In the franchise world, the old adage “if you’re not moving forward, you’re falling behind” applies. Franchise systems cannot remain viable and healthy without consideration of new products and services which add additional opportunities for profit, thereby enhancing brand strength. In so doing, franchisors need to be careful that they step back in a timely fashion with a jaundiced look to analyze their systems to see if they are in compliance with their own rules, regulations, and policies. Also, franchisees’ compliance is critical and that monitoring can start at the franchisor’s home office and not with a site visitation.
We all know that annual disclosure updates are required. Also, we all recognize that if there are changes to management, serious litigation or critical reversals of fortune, we need to cease franchise sales. But in a healthy franchise system, there are so many additional moving parts. The concept of periodic legal audit has merit and should be considered.
Let me pose some examples. With respect to registration states, franchisors are mindful of the deadlines, but do they always file the quarterly sales information required by certain states? Do they update their disclosure document with necessary post-effective amendments? If they exceed the number of sales in any state they have indicated in a given year, do they adjust that number? If a Financial Performance Disclosure Representation is made, has anything occurred since the most recent filing that would make it arguably inaccurate and potentially misleading? Relative to their trademarks, are there any new products and services requiring new trademark applications to be prosecuted? Are the marks being adequately policed to protect against infringers?

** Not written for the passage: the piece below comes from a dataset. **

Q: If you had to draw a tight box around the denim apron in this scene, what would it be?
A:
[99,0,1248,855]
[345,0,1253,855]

As to relationships with franchisees and mandating compliance, do franchisors have updated insurance information and certificates of insurance from all of its franchisees? Are their ops manuals consistent with current policy? Have revisions been submitted to the franchisees in a timely manner? Have these manuals been reviewed for any changes in the law? A perfect example at the moment is in the law of joint employment in relationship to the franchise world. New trends should mandate review of language in manuals pertaining to the level of control franchisors exercise relative to the employment activities of their franchisees.
If franchisors took the time and energy to critically monitor these activities, significant benefits would occur. First, annual renewals would run efficiently and could most likely be submitted to the regulators earlier in the renewal season resulting in quicker processing. Also, franchisees would understand the need for compliance with systems standards. Compliance would become the norm. Additionally, in this age of mergers and acquisitions, due diligence necessary to complete a franchise system sale would proceed more efficiently.
Is it time you had an outside legal audit?